La duda es una de las formas más antiguas de la inteligencia. No nace de la ignorancia sino, muchas veces, de la conciencia de que el mundo es demasiado vasto para ser comprendido con absoluta certeza. Quien duda reconoce los límites de su conocimiento; quien jamás duda suele confundir sus creencias con la verdad.
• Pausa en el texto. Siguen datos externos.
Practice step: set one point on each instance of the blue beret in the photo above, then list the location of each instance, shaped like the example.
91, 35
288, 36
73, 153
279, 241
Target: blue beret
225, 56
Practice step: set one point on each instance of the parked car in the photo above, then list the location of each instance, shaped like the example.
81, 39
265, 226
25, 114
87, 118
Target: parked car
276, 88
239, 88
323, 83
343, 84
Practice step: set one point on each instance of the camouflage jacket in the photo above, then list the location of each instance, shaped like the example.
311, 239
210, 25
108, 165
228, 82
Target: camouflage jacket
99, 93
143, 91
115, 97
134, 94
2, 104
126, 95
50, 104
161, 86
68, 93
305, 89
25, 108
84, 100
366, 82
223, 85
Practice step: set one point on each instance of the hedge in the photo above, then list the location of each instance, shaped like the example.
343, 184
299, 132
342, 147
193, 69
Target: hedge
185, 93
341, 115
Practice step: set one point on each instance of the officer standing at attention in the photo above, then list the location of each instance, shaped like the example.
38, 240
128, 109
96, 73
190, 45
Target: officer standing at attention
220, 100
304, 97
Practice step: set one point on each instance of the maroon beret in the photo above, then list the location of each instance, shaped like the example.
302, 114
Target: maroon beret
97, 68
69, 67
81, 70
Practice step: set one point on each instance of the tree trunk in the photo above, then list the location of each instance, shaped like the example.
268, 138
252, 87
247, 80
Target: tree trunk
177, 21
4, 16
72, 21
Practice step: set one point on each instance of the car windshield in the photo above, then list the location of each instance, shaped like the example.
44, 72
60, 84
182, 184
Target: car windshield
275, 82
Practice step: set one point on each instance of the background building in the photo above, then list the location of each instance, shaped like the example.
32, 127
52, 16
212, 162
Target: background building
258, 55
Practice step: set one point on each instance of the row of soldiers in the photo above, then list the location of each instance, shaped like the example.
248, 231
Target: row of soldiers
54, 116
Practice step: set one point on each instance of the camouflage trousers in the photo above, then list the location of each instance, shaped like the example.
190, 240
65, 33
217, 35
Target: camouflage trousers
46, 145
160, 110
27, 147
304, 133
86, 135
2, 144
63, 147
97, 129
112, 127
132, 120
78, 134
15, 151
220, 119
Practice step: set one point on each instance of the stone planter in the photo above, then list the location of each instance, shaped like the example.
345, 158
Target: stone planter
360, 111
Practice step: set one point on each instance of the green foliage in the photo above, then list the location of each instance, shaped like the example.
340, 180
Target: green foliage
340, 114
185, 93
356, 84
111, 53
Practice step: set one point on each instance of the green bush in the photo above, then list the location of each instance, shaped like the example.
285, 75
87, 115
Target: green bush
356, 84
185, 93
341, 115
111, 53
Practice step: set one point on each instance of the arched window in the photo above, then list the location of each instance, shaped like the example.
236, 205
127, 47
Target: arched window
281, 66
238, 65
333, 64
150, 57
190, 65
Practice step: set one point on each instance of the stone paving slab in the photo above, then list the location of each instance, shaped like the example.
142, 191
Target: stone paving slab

Vivimos rodeados de respuestas rápidas. Las redes, los discursos políticos, las religiones y hasta la ciencia popularizada parecen ofrecer certezas inmediatas. Sin embargo, detrás de cada afirmación importante suele esconderse una pregunta que aún no ha sido respondida del todo. La duda es, entonces, una forma de honestidad intelectual.

Pero la duda también tiene su costado doloroso. Puede paralizar decisiones, desgastar afectos y convertir cada camino en una encrucijada. El hombre que duda demasiado corre el riesgo de quedarse inmóvil mientras la vida continúa sin esperarlo. Por eso la sabiduría no consiste en eliminar la duda, sino en convivir con ella.

Los grandes descubrimientos nacieron de una pregunta incómoda. Los filósofos dudaron de los dioses, los científicos de las teorías aceptadas y los escritores de las verdades heredadas. La duda abrió puertas que la certeza mantenía cerradas.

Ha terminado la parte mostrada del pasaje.